The first Android Wear watches made their debut at I/O two years ago, but despite regular updates the platform is starting to feel a little stagnant. Hopefully that changes this year -- there's a session on the books called "What's New in Android Wear," which gives us hope that we'll finally get our hands (or wrists) on Android Wear 2.0. Alas, we haven't heard a thing about Wear since Google showed off its curious Mode wristbands, so you'll have to stay tuned for the show.
Make no mistake: Android VR is going to make headlines at the show. Now, if only we knew what they were. Or, at the very least, how ambitious Google's plans are. Reports that Android would itself become a sort of VR platform have been making the rounds for about a year. Still others suggested Google is working on a new Cardboard-style VR headset that relies on phone screens rather than bulky, built-in ones.
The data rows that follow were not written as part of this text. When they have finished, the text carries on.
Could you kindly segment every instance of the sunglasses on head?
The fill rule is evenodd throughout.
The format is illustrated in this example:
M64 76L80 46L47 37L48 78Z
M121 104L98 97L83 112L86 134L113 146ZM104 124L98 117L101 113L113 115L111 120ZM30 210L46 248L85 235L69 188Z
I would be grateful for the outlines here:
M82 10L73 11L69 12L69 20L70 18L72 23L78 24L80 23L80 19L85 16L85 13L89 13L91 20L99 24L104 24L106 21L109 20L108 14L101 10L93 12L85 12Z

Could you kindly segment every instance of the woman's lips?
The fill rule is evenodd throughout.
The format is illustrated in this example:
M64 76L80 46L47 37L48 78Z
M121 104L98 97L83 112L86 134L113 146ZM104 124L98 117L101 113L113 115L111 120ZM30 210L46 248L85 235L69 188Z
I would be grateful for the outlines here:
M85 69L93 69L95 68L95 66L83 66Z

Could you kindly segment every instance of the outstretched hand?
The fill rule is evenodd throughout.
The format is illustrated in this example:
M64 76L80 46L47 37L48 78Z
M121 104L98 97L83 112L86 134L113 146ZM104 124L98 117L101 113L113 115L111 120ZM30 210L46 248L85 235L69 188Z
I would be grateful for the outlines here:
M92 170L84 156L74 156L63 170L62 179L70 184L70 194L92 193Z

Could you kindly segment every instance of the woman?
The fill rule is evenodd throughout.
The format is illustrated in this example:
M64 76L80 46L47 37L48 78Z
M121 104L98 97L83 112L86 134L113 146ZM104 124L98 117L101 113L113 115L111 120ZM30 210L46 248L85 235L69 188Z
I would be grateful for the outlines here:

There's no telling what we'll actually see at the show (headsets from partners, or maybe some kind of Magic Leap tie-in), but the potential upside for VR adoption is huge. While Samsung, LG and even Alcatel have made headsets for their own phones, a VR-friendly version of Android paired with cheap, Google-approved headgear could be a potent introduction to the potential of virtual worlds.
Lenovo is probably going to unveil the first consumer Project Tango phone at its own event in June, but that doesn't mean Google's space-sensing plans won't get any attention at I/O. With a hardware launch still set for the summer, this is going to be developers' big chance to get a feel for how Tango devices will work. (And, more importantly, how to optimize their apps for it.) We took some of those demo apps for a spin back at Mobile World Congress, and after just a few moments, one takeaway was clear: Once the novelty wears off, masterful software execution is what will make or break Project Tango. Good thing there are four Project Tango developer sessions on this week's schedule.
Rise of the bots
Over the past two years, the idea of talking to chatbots to get things done instead of using a purpose-built app went from idiotic fantasy to honest-to-goodness reality. A Wall Street Journal report from the end of last year suggested Google is working on a messaging app that -- in addition to letting you talk to people -- puts you in touch with chatbots that can deliver certain services or perform actions. Nothing in Google's schedule suggests this will get much spotlight, but considering recent news about Google Brain's ability to recognize proper syntax and piece together weird poetry, we wouldn't be shocked to get a quick earful about this.
Google's latest stab at a consumer gadget could be an Amazon Echo-like device code-named "Chirp," according to Recode. While the report goes on to say it isn't expected to launch at I/O this year, there's at least a thematic argument that Google could unveil its work. After all, Google took the opportunity to lay out its early plans for Project Brillo -- a lightweight software platform for the Internet of Things -- at I/O 2015. It's not hard to see how Chirp could fit into Google's vision of the Internet of Things, and it's about time for an update on Brillo's progress anyway.
Meanwhile, Xiaomi VP of International (and former Googler) Hugo Barra tweeted a teaser about the Chinese company's involvement with I/O. The image shows the letters "i" and "o" made out of what appear to be media controls; if we had to guess, we'd say it looks like Xiaomi is taking a stab at its own Android TV console. Since most of those Android TV boxes also double as gaming machines, yet another teaser from earlier today adds even more fuel to the fire. Whether anyone actually bites is another story, but if nothing else, it's a clear example of the sort of big partnerships we'll see this year.